On apprend très tôt aux garçons à serrer les dents. « Un homme ne pleure pas », « ne fais pas la fille ». Devenus adultes, beaucoup d'hommes n'ont plus les mots pour dire leur tristesse, leur peur, leur épuisement. Alors ça sort autrement : colère, silence, alcool, retrait.
Le coût du silence
Les hommes consultent moins, plus tard, et se suicident davantage. Ce n'est pas un hasard : on leur a appris que demander de l'aide était une défaite. C'est exactement l'inverse. Reconnaître qu'on ne va pas bien demande un vrai courage.

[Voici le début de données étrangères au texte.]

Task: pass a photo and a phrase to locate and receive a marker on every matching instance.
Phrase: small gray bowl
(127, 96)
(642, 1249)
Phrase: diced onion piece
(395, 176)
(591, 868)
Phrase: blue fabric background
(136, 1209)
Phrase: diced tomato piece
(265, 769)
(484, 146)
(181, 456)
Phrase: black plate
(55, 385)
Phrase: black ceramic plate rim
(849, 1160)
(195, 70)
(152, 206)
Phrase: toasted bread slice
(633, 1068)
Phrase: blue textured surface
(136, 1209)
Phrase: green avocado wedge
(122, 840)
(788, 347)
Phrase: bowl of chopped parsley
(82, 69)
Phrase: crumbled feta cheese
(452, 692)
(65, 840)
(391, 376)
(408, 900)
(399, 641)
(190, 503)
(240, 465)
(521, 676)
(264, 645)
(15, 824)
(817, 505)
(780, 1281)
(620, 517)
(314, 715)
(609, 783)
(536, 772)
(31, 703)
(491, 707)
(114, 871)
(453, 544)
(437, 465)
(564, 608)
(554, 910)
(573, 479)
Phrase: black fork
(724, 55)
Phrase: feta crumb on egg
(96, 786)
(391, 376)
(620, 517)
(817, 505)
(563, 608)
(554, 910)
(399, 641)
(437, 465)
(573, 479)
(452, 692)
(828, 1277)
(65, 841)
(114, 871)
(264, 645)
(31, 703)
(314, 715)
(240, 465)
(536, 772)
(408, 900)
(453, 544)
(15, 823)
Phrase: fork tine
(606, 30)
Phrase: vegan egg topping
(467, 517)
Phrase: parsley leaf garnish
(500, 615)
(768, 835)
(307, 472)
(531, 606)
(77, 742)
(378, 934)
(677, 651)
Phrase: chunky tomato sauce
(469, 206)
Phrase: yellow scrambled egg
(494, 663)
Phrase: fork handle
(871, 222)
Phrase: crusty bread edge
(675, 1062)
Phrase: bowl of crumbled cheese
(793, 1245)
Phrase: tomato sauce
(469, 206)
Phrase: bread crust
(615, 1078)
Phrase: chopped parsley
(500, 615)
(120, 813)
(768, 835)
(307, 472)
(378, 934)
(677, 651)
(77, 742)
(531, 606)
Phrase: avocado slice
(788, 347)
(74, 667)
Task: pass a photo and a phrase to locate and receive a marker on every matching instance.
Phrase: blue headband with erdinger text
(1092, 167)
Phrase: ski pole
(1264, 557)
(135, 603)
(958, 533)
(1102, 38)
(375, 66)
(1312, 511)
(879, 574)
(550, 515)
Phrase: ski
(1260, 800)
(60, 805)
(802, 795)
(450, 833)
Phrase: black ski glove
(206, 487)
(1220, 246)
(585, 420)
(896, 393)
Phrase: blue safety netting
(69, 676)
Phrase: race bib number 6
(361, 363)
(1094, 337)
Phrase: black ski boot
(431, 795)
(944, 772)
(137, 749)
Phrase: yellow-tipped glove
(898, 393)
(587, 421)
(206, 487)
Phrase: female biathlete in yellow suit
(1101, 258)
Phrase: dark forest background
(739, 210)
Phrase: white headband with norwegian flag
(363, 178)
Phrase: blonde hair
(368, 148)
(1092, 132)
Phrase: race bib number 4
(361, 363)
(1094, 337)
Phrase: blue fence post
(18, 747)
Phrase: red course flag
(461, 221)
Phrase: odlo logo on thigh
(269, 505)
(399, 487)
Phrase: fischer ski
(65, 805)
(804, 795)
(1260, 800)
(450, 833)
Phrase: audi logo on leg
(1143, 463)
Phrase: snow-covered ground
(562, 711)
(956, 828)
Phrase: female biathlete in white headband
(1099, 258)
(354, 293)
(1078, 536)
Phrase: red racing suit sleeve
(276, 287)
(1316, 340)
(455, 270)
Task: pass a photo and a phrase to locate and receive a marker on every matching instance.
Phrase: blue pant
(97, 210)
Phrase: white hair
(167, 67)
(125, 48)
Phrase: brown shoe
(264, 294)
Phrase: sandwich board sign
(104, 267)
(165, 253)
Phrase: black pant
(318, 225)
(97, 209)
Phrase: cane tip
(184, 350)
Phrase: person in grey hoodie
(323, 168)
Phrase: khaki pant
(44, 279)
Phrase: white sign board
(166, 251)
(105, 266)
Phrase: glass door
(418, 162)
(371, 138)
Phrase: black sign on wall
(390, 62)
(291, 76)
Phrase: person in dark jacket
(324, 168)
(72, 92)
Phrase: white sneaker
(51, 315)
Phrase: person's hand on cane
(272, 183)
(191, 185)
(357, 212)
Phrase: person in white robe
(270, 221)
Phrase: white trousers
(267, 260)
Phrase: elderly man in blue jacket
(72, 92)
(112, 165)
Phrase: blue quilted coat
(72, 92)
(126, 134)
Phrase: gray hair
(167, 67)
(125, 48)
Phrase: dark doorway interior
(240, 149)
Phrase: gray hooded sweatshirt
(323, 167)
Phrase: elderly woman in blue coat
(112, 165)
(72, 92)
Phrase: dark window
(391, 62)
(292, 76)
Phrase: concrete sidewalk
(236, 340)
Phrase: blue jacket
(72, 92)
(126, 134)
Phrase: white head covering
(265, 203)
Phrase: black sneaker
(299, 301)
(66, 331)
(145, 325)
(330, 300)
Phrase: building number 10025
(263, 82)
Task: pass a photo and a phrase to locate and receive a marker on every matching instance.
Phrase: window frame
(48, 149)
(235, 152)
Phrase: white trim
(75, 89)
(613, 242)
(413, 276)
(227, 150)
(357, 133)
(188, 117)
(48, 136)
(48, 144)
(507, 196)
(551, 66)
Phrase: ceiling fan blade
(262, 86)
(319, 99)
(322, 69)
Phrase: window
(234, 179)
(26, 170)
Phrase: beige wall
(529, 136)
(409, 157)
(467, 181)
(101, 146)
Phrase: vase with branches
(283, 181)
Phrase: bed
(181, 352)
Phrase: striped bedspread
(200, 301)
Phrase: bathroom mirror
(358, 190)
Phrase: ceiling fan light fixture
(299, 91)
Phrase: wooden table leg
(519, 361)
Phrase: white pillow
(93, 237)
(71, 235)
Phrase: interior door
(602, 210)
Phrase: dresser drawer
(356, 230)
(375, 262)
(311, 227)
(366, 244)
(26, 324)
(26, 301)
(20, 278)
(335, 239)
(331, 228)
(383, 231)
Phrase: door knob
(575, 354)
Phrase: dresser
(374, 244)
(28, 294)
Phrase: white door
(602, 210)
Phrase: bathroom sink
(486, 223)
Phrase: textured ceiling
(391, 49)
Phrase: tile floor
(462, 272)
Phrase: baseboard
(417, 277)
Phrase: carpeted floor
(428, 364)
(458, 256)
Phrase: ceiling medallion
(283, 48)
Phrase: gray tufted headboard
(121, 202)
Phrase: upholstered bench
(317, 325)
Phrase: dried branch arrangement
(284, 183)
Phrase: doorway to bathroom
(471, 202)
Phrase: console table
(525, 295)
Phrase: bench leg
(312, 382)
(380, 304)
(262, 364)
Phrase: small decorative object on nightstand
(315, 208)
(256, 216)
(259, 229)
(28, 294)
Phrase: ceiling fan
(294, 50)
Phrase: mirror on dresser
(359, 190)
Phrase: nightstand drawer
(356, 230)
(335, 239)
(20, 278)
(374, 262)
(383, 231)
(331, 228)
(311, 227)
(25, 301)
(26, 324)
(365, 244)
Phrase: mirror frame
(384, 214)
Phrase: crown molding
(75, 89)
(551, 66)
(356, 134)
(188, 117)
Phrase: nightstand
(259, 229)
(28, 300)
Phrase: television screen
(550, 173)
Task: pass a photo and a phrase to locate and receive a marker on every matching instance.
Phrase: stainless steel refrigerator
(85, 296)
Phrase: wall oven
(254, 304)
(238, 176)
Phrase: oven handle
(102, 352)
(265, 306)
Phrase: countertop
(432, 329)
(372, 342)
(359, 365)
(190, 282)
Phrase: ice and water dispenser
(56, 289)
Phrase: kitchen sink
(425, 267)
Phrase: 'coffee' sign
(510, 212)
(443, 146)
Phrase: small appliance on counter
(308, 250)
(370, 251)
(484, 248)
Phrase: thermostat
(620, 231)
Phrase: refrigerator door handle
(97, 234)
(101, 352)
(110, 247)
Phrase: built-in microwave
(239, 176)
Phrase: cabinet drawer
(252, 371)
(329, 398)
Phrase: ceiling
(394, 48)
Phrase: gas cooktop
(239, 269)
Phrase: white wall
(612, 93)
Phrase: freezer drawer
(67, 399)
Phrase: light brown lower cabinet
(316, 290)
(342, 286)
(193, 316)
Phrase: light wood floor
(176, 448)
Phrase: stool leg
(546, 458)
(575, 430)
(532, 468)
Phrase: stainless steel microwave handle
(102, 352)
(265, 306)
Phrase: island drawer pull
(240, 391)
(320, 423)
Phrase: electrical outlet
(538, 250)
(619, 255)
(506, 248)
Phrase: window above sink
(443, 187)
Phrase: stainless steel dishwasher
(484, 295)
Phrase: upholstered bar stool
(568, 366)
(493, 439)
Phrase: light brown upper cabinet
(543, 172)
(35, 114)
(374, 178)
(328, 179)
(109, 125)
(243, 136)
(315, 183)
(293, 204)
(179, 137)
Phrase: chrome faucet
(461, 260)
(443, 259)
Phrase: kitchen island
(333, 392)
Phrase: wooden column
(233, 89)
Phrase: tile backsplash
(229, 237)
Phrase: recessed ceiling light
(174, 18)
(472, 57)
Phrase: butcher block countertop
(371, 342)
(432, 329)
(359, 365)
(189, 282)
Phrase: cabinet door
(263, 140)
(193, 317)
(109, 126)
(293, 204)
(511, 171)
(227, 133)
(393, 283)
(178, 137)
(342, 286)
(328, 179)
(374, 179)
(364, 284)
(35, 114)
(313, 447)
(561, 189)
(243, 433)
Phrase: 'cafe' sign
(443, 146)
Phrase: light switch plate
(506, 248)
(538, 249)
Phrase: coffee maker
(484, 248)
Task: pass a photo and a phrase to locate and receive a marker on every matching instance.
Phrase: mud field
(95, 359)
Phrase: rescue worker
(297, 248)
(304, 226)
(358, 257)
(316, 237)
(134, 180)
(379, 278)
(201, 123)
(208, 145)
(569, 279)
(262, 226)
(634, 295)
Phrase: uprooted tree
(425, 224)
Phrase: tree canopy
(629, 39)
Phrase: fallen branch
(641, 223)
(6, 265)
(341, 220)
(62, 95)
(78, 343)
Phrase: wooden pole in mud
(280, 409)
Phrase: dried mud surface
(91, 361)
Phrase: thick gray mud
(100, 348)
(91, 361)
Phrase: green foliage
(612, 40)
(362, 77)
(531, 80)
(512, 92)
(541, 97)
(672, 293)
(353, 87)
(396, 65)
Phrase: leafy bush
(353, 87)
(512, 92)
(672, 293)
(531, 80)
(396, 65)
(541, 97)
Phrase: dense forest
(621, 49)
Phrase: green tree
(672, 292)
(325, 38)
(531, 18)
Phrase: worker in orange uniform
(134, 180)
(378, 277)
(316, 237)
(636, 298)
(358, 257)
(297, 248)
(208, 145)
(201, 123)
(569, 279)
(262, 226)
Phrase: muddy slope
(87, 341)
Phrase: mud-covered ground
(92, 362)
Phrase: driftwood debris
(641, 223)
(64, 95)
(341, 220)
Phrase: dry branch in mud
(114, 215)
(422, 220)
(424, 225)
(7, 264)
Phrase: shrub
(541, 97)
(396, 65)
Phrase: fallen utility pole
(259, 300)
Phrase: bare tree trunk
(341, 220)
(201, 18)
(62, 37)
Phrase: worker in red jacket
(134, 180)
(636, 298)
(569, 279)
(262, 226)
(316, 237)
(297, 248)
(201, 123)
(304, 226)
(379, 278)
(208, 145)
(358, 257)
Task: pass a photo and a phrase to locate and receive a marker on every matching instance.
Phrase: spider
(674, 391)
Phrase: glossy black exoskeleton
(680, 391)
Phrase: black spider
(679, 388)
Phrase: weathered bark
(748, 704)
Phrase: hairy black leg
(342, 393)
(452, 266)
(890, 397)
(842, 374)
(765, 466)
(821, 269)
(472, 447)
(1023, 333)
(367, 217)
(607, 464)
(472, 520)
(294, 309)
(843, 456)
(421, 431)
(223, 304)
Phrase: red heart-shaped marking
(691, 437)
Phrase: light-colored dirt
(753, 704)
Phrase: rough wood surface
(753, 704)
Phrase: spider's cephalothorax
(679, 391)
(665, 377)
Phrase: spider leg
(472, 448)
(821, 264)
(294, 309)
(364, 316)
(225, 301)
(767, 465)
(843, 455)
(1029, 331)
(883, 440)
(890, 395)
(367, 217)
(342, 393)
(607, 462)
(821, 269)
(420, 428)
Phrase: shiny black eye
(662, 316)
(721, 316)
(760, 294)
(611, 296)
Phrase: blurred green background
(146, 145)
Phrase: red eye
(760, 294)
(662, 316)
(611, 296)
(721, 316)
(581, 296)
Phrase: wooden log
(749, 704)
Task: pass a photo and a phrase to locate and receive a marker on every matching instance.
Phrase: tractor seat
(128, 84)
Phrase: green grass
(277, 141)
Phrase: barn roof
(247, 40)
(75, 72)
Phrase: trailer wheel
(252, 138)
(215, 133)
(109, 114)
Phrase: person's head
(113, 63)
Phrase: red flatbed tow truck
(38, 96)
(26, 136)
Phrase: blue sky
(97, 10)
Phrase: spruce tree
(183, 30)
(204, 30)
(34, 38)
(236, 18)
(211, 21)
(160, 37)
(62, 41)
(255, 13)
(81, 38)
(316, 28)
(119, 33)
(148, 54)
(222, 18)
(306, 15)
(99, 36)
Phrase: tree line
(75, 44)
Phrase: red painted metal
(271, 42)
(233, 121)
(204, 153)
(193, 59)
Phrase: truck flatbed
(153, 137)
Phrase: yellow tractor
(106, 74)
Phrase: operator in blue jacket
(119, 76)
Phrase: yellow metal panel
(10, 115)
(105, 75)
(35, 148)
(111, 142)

« Le patient qui m'a le plus marqué m'a dit, à 52 ans : « C'est la première fois de ma vie que je dis à quelqu'un que j'ai peur. » Il pleurait. Il n'a jamais été aussi solide qu'à ce moment-là. »— Un·e psychiatre partenaire
Par où commencer
- Mettre un mot sur ce qu'on ressent, même maladroit, même seul d'abord.
- Parler à un ami de confiance, sans chercher à « régler » tout de suite.
- Consulter une fois, pour voir. On n'est obligé à rien.
- Choisir un praticien homme si c'est plus facile pour commencer.
Pleurer ne fait pas de toi un homme moins fort. Ça fait de toi un homme entier. Et un père, un mari, un fils plus présent.